Fig. 781.

Fig. 781. United States troops fought Ree Indians. The-Swan’s Winter Count, 1823-’24.

This and the preceding figure are signs of a specially interesting expedition, a condensed account of which follows taken from the annual report of J. C. Calhoun, Secretary of War, November 29, 1823:

Gen. William H. Ashley, a licensed trader, was treacherously attacked by the Arickaras at their village on the west bank of the Missouri river, about midway between the present Fort Sully and Fort Rice. Twenty-three of the trading party were killed and wounded, and the remainder retreated in boats and sent appeals for succor to the commanding officer at Fort Atkinson, the present site of Council Bluffs. This officer was Col. H. Leavenworth, Sixth United States Infantry, who marched June 22, with 220 men of that regiment, 80 men of trading companies, and two 6-pound cannon, a 5½-inch brass howitzer, and some small swivels, nearly 700 miles through a country filled with hostile or unreliable Indians, to the Ree villages, which he reached on the 9th of August. The Dakotas were at war with the Arickara or Rees, and 700 to 800 of their warriors had joined the United States forces on the way; of these Dakotas 500 are mentioned as Yanktons, but the tribes of the remainder are not designated. The Rees were in two villages, the lower one containing seventy-one dirt lodges and the upper seventy, both being inclosed with palisades and a ditch and the greater part of the lodges having a ditch around the bottom on the inside. The enemy, having knowledge of the expedition, had fortified and made every preparation for resistance. Their force consisted of over 700 warriors, most of whom were armed with rifles procured from British traders. On the 9th of August the Dakotas commenced the attack and were driven back until the regular troops advanced, but nothing decisive resulted until the artillery was employed on the 10th, when a large number of the Rees, including their chief, Gray Eyes, were killed, and early in the afternoon the survivors begged for peace. They were much terrified and humbled by the effect of the cannon, which, though small, answered the purpose. During the main engagement the Dakotas occupied themselves in gathering and carrying off all the corn to be found.
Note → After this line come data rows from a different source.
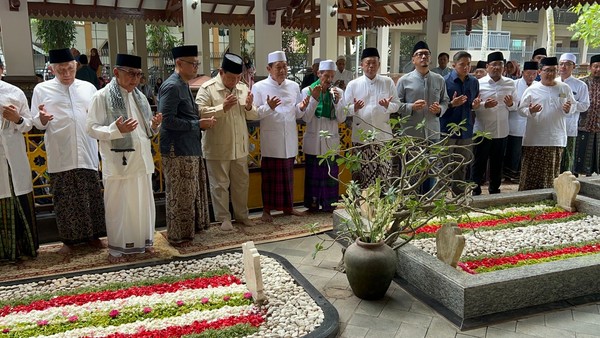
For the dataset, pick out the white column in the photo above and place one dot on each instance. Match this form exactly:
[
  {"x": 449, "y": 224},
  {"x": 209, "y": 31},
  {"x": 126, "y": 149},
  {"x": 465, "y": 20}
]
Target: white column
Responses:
[
  {"x": 436, "y": 41},
  {"x": 235, "y": 40},
  {"x": 328, "y": 36},
  {"x": 395, "y": 56},
  {"x": 497, "y": 22},
  {"x": 383, "y": 37},
  {"x": 121, "y": 36},
  {"x": 139, "y": 36},
  {"x": 113, "y": 41},
  {"x": 205, "y": 54},
  {"x": 268, "y": 37},
  {"x": 16, "y": 40},
  {"x": 192, "y": 24}
]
See also the record of Lean-Wolf’s expedition in Fig. [452].

SECTION 2.
RECORD OF BATTLE.

Lafitau (b) gives the following account, translated with condensation, of the records of expedition, battle, etc., made by the Iroquois and northeastern Algonquins:

The designs which the Indians have tattooed on their faces and bodies are employed as hieroglyphics, writing, and records. When an Indian returns from war and wishes to make his victory known to the neighboring nations through whose country he passes, when he has chosen a hunting ground and wishes it to be known that he has selected it for himself and that it would be an affront to him for others to establish themselves there, he supplies the lack of an alphabet by those characteristic symbols which distinguish him personally; he paints on a piece of bark, which is raised on a pole by a place of passage [trail], or he cuts away some pieces from a tree trunk with his hatchet, and, after having made a smooth surface, traces his portrait and adds other characters, which give all the information that he desires to convey.

When I say that he draws his portrait, it will be understood that he is not skillful enough to delineate all the features of his face in such a manner that it would be recognized. They have, indeed, no other way of painting than that monogrammatic or linear painting, which consists of little more than the mere outlines of the shadow of the body rather than of the body itself—a picture so imperfect that it was often necessary to add below the name of the object which was intended to be represented in order to make it known.